Focal length by using sun (and trees)

Can someone help refine the equation for Focal Length and Dioptre. I
am looking for the optical equation to calculate a lens's Dioptre at
home if the light source is not at infinity.

I went through the info in a Sci.Med.Vision thread to calculate the
focal length of several readings glasses. http://tinyurl.com/32fd97


---------------- QUOTE ----------------
The relationship is: Diopters = 1 / Focal-length

For instance, a focal length of 0.5 meters will have a power of 2
diotpers.

The easy way, is to just take the lens outdoors, and hold it above a
paper. If the lens forms an image of the sun at 0.5 meters -- the
power is 2 diopters. If at 1 meter, the power is 1 diopter.
-------------- END QUOTE --------------


I have a dozen pairs of ready-made reading glasses. Most of them no
longer have the strength of the lenses marked on them. I recall they
were originally marked to within 0.25 dioptre.

The sun is weak in London these days and I used the sun as it came
through some tall trees which were very approximately 10 metres away.
The trees seemed to help because it was harder to focus the sun
behind thin cloud than to focus a silhouette image of twigs and
leaves.

However my calculations for my reading glasses seem to be about 0.2
Disoptre LOWER than expected.

In other words, a guessed 1 Dioptre lenses gave me a focal distance
of 112cm which calculates to about 0.9 D. A guessed 2 D lens was
calculated to be about 1.76 D. Etc.

Are my results approximtely consistent with the light source not
being at infinity but very roughly 10 metres away?

 

The light source - to wit,the sun - is over 200 million kilometres away -
near enough to infinity for all practical purposes.

However, that is not what you are focussing an image of, is it?

 

Yes, that's right, you're following my posting so far.

I also mentioned that the trees which I focus are about 10 metres
away.

Are you able to help by posting the equation I am looking for?

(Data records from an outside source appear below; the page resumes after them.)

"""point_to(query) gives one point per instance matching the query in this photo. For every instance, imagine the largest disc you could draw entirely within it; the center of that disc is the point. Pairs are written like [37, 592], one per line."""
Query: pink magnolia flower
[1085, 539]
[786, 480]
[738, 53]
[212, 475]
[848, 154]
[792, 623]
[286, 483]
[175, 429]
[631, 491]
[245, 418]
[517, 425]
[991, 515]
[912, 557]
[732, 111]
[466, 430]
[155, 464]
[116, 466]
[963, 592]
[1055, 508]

Does using my 10 metre value in the equation approximately account
for the 0.2 Dioptre shortfall?

 

VF = VI + P

VF = final vergence, for a real image, VF = 1/distance in metres
VI = initial vergence, for light from an object, VI = - 1/dist
P = power in dioptres

So, for your case, you have

P = 1/(distance to image) + 1/(distance to object)

and you get an error of 0.1 dioptres if you ignore the final term for an
object 10 metres away.

 

Gee whiz ....

You also stated that the light source was about 10m away:That is what I was correcting.

I'm not sure that such an equation exists outside of textbooks on optics.

In my understanding (which I do not pretend is comprehensive) 10m is close
enough to optical infinity as to make a negligible difference in
estimations of dioptric power such as you are making.

I suggest that the more likely source of the discrepancy is inaccuracy in
your measurement of focal length. What is your tolerance in those
measurements? An error of ±3mm would account for the discrepancy you
mention and, absent a graduated optical bench (which by your own
description you are not using), greater accuracy would be difficult to
achieve.

If you want pinpoint accuracy in regard to the powers of the lenses,
perhaps you should take them to an optometrist and have them measured on a
machine specially designed for the purpose, or be satisfied with the rough
guesstimations that you have already done.

 

1/fl = 1/Do + 1/Di

where:
fl = lens focal length,
Do = distance from lens center to Object,
Di = distance from lens center to Image.

Then, Diopters = 1/fl in meters, which is the left-hand side, already.

So, 1/fl = 1/10 + 1/1.12
1/fl = 0.992857 which is pretty darned close to 1.0 !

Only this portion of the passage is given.